My sister Amanda won’t be going home for Thanksgiving either. Being on the cusp of marriage, she is at the beginning of the unending and seemingly unwinnable cycle of compromise — which will only get that much more sensitive once they are married and will reach a fever pitch once grandchildren enter the equation — trying to make both her family and her boyfriend’s family happy at the holidays. And so she will be going to her boyfriend’s family for Thanksgiving and he will return “the favor” on Christmas.

This is my Thanksgiving, and everyone is doing it wrong! That’s where my brain goes when I think about Thanksgiving, and the fact that I can’t get back to my family in Chicago this year. I know I’m not alone. Many of us will be unable to gather with our loved ones to give thanks for all that we have. We feel stuck, lonely and annoyed. Having to make do with our second choice in what feels like a one choice situation, our expectations are unmet.

And so, my parents will have two chairs empty at the dinner table this year, and they too will have to partake in a Thanksgiving that doesn’t meet their expectations. As my friend Ike, stuck in California for work reasons and unable to make the trip back to his family out East, said to me the other day: “It’s hard to be thankful on the one day you’re legally obligated to be thankful, when what you’re thankful for is so far away.” While I question his legal scholarship, I get his point.

This isn’t the first year I’ve been away for Thanksgiving: Last year I was stuck here in Berkeley as well, and I pretty much spent the whole day unfavorably comparing things to how they would’ve been done at my parents’ house. They had too many appetizers, which we never do at home because dinner is big enough and you don’t want to ruin your appetite. They didn’t play games after dinner and instead just socialized and napped. And why wasn’t there a football game on the television? I don’t personally like or watch football, but I mean, come on, it’s Thanksgiving. Football is tradition, lest we forget the first Thanksgiving and the great pilgrim vs. Native American scrimmage. (You are free to question my historical scholarship on this one.) The litany of wrongs I racked up in my head was endless.

That night, when doing my Examen and getting to the part about where God was present in my day, imagine my surprise when that soft, still voice within me showed me that God, indeed, was very present throughout the day; I just refused to see Him.

I was surrounded by my Jesuit brothers — who love, support, encourage, and, yes, at times infuriate me just like my own family — enjoying a wonderful meal, some of which was, if I am being completely honest, better than my mom’s cooking (and if you ever tell her that I will deny it!) I was shown that throughout the day there were numerous opportunities to laugh, listen, serve and pray, and instead I chose to criticize, compare and pout. God invited me — on this government sanctioned day of gratitude, no less — to be grateful for what I had, to love what was right there in front of me, and I refused His invitation.
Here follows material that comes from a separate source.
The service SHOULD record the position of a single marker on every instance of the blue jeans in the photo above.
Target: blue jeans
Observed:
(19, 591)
I cannot make myself grateful, but I can search for God’s presence in any situation. And let me tell you right now, God is always there. Immediately upon completing my Examen last year, I vowed that this year, instead of searching for what’s wrong and what isn’t there, I would look for God’s presence throughout the day, be it in a conversation with a Jesuit brother, the shared meal, or the face of Christ in the homeless people that I encounter on the streets of Berkeley. God’s invitation to me — and to all who are unable to be where they want to be, with who they want to be with this Thanksgiving — can be found in the lyrics of an old song: “Love the One You’re With.” And so, this year, even though the turkey might be wrong, the stuffing might be filled with nuts, and bingo playing is nowhere to be found, what will be right will be those around me, and most importantly the God who is there — always there — loving us all.